Was die mehr als 60.000 Einwohner des Kreises Geldern auf Lebensmittelkarten bekamen, war grausam wenig - zeitweilig unter 800 Kalorien am Tag. Im Ruhrgebiet war es noch schlimmer. Stadtbewohner versuchten auf dem Land, Lebensmittel von Schwarzmarkthändlern zu erstehen. Rigoros verfolgte die Militärbehörde die „Ausfuhren“ aus dem Kreis Geldern, die verboten waren. Am Bahnhof Kevelaer, wo streng kontrolliert wurde, spielten sich jeden Tag erschütternde Szenen ab. Die armen Menschen schrien und weinten, wenn ihnen die wenigen organisierten Kartoffeln weggenommen wurden.

Selbst im ländlichen Kreis Geldern, wo man im Hungerwinter Essbares leichter beschaffen konnte als in den Zentren, hatte die anhaltende Unterernährung schlimme Folgen: Von 1.200 untersuchten Schulkindern waren 1.000 gesundheitlich angeschlagen, davon 200 schwer.

Ganz Deutschland hungerte und fror. Stuttgart zum Beispiel versuchte mit 70 Wärmestuben für 50.000 Menschen, seinen Einwohnern wenigstens für ein paar Stunden am Tag zu helfen. Wer alt oder krank war, durfte seine Wärmflasche mit heißem Wasser füllen, bevor er in sein kaltes Heim zurückging.

Kardinal FringsAm 31. Dezember 1946 gab der Kölner Erzbischof Joseph Kardinal Frings in seiner Predigt in der Kirche St. Engelbert seinen Landsleuten moralischen Halt: Kleine Diebstähle der Hungernden und Frierenden seien gerechtfertigt, wenn nur genommen würde, was der Einzelne für sich selber brauche. Das „Organisieren“ von Brennmaterial und Nahrung hieß fortan „Fringsen“.

Kardinal Josef Frings.

Niemand konnte sich vorstellen, dass es noch schlimmer kommen würde. Aber es kam schlimmer: Die dritte Frostwelle im Januar 1947 verwandelte das Land in eine eisige Hölle. Nun froren auch Flüsse und Kanäle zu. Schiffe lagen fest, Eisenbahnen fuhren nicht mehr: Die Versorgung brach völlig zusammen. An Kleidung für die notleidende Bevölkerung des Kreises Geldern hatte die Verwaltung nur noch drei Unterhemden und zwei Unterhosen zu vergeben. Man sprach im besetzten Deutschland bereits vom „achten Kriegsjahr“.

In Kevelaer versuchte die Verwaltung im Januar 1947, die geplatzten Hauptanschlussleitungen der Wasserversorgung reparieren zu lassen. Die Bürger wurden aufgerufen, Altmetall zu sammeln und dem Rathaus zur Verfügung zu stellen. Mit Hilfe dieser Rohstoffe sollten die Leitungen geflickt werden.

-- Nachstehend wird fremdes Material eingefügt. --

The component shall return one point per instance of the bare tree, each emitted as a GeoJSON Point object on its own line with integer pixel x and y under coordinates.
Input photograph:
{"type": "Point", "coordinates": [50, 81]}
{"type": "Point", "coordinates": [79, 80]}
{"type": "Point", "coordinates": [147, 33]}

Derweil gingen im Ruhrgebiet die Hungernden auf die Straße. Der „Hungermarsch der Essener Betriebe“ brachte 10.000 Menschen vor das Rathaus. „Wir haben Hunger!“, skandierten sie. „Wir wollen Brot!“

Die ungezählten Menschen, die die Not nicht überlebt hatten, wurden vielerorts fast vier Monate lang zwischengelagert. Erst ab März, als der Frost nachließ, konnte die Erde für Bestattungen aufgebrochen werden.

Die Hungersnot spitzte sich nun noch weiter zu. Mit Streiks und Demonstrationen in den Großstädten wurde von der britischen Militärverwaltung verlangt, den Menschen endlich zu helfen und die humanitäre Katastrophe zu stoppen. Nichts passierte - allerdings schritten die Briten auch nicht gegen die verbotenen Streiks ein.

Und es kam noch schlimmer. Nach der arktischen Kälte entwickelte sich der heißeste Sommer seit Jahrzehnten - mit Temperaturen bis 40 Grad im Schatten. Die Natur verdorrte. Von den Feldern „ernteten“ die Bauern nur die Kartoffeln, die sie gesetzt hatten.

Die Wende wurde am 5. Juni 1947 eingeläutet: Vor Studenten der Harvard-Universität skizzierte der amerikanische Außenminister George C. Marshall seine Vorstellungen von einem Hilfsprogramm für Europa. Der Marshallplan, im April 1948 in den USA verabschiedet, nützte allen: den notleidenden Völkern in Europa, der Abwehr des kommunistischen Einflusses im Westen und der amerikanischen Industrie, die Abnehmer für ihre Überproduktion fand.